Python doesn’t depend on the underlying operating system’s notion of text files; all the processing is done by Python itself, and is therefore platform-independent.

buffering is an optional integer used to set the buffering policy. Pass 0 to switch buffering off (only allowed in binary mode), 1 to select line buffering (only usable in text mode), and an integer > 1 to indicate the size in bytes of a fixed-size chunk buffer. When no buffering argument is given, the default buffering policy works as follows:

  • Binary files are buffered in fixed-size chunks; the size of the buffer is chosen using a heuristic trying to determine the underlying device’s “block size” and falling back on io.DEFAULT_BUFFER_SIZE. On many systems, the buffer will typically be 4096 or 8192 bytes long.
  • “Interactive” text files (files for which isatty() returns True) use line buffering. Other text files use the policy described above for binary files.

encoding is the name of the encoding used to decode or encode the file. This should only be used in text mode. The default encoding is platform dependent (whatever locale.getpreferredencoding() returns), but any text encoding supported by Python can be used. See the codecs module for the list of supported encodings.

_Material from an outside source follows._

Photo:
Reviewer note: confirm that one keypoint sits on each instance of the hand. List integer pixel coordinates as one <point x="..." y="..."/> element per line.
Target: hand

errors is an optional string that specifies how encoding and decoding errors are to be handled–this cannot be used in binary mode. A variety of standard error handlers are available (listed under Error Handlers), though any error handling name that has been registered with codecs.register_error() is also valid. The standard names include:

  • 'strict' to raise a ValueError exception if there is an encoding error. The default value of None has the same effect.
  • 'ignore' ignores errors. Note that ignoring encoding errors can lead to data loss.
  • 'replace' causes a replacement marker (such as '?') to be inserted where there is malformed data.
  • 'surrogateescape' will represent any incorrect bytes as code points in the Unicode Private Use Area ranging from U+DC80 to U+DCFF. These private code points will then be turned back into the same bytes when the surrogateescape error handler is used when writing data. This is useful for processing files in an unknown encoding.
  • 'xmlcharrefreplace' is only supported when writing to a file. Characters not supported by the encoding are replaced with the appropriate XML character reference &#nnn;.
  • 'backslashreplace' replaces malformed data by Python’s backslashed escape sequences.
  • 'namereplace' (also only supported when writing) replaces unsupported characters with \N{...} escape sequences.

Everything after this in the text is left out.